いい加減帰れとばかりにルルーシュが目をすぼめると、逆にC.C.はニッと猫のように笑った。そして一言、「息吹」と言葉を投げてきた。
「……は?」
ルルーシュは怪訝に顔を顰める。「間抜け面」とC.C.が呟いたが、それは聞き流した。
「突然何を言い出すんだおまえは」
「突然も何も、息吹を受けずに帰ることなんて私には出来ないな」
しないならこのままここに居座るぞ。
ルルーシュの眉間の皺はさらに深くなる。
「ほれ、さっさと私に息吹をしろルルーシュ。おまえの愛で私の腹を満たせ」
「つい今しがた満腹だとかぬかしていたくせに、これ以上まだ食う気なのか……?」
「阿呆、別腹に決まっているだろう。御託はいいからさっさとしろ」
そう言ってC.C.はあごをしゃくった。その大きな態度にルルーシュのこめかみがぴくりと引き攣る。それが人にものを頼む態度かと怒鳴ってやりたい気分だったが、やがて諦めたように短くため息をつくと、ルルーシュは椅子に座ったままのC.C.を背後から抱き込んだ。
切り揃えられた前髪を丁寧に払い分け、秀でた額にそっと唇を落とし、優しく息を吹き込む。

彼女もまた、息吹を必要とする人形ドールだった。それもロロと同じ、人間を殺すことを目的として作られた、殺人人形マーダードールである。

ルルーシュがC.C.と初めて会ったのは、古い修道院の、誰も寄り付かないような物置部屋の奥の奥。
隠し扉の先にある薄暗い牢獄のような部屋の中で、C.C.はがらくたとなった人形たちに埋もれていた。彼女もその人形たち同様、埃をかぶったただのがらくただった。現在のように自由に動き回ることも出来ず、十歳にも満たぬ外見の少女は眠りに就いていた。

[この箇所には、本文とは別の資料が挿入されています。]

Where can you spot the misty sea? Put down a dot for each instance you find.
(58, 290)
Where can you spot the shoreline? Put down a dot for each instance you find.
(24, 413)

それはあまりに寂しい光景で、ルルーシュは思わず彼女に手を伸ばしたのだった。
今から七年以上も昔のことだ。
(もうそんなに経つのか……)
ルルーシュが密かに感慨にふけっていたら「何をぼけっとしているんだ、息吹に集中しろルルーシュ」と耳元で罵声を浴びせられた。
「もう十分だろう」
呆れたようにルルーシュが呟くと、C.C.はまだ足らないとばかりにじろりと下から見上げてくる。これはまた長くなりそうだと思っていたら、今度はやけにあっさりC.C.は引き下がった。
「仕方ない。今日はこれくらいで勘弁してやろう」
椅子から立ち上がって腕を伸ばしているC.C.を、ルルーシュは信じられない気持ちで見つめる。あの傍若無人で、一度言っても聞かないC.C.が。こちらの都合などお構いナシで自分の欲求最優先の、あのC.C.が。
ぱたぱたと服についた食べ滓を払っていたC.C.はその視線に気づくと眉を吊り上げた。
「なんだルルーシュ、その顔は」
失礼だぞ。
(俺が失礼なら、人の家で――それも繊細な人形を扱っている店内で強烈な匂いのするピザを食べた挙句ゴミはそのまま放置で食べ滓まで床に撒き散かしているお前はどうなんだ!)
思ったことを正直に言ってしまえば絶対にくだらない言い争いになる。目に見えている。
(だからここは俺が譲歩しなければ、大人にならなければ……)
「さっきから何ひとりで百面相しているんだ……? まあいい。私はもう行くからな」
「? お前、何かやけに急いでいないか?」
「気のせいだろう。じゃあな、ルルーシュ。またお前の淹れたお茶が飲みたくなったら帰ってくる。あと、これはお礼だ」
 そう言ってC.C.はルルーシュの唇に自分の唇を押し当てた。
「…………ピザの味がするキスは、嫌がらせにはなってもお礼にはならない」
唇が離れるやいなや、ルルーシュはパッと口を右手で覆った。嘔吐きそうになるのを抑えるためだ。抗議する声にいつもの力はないし、C.C.を睨む目はまるで死んだ魚のもののようである。
ピザの味のキスは想像以上に破壊力抜群だった。
「それならば今度はレモンを口に含んでからキスしてやろう」
悪戯が成功した子どものような笑みを浮かべたC.C.は、「行ってきます」と満足げに去って行った。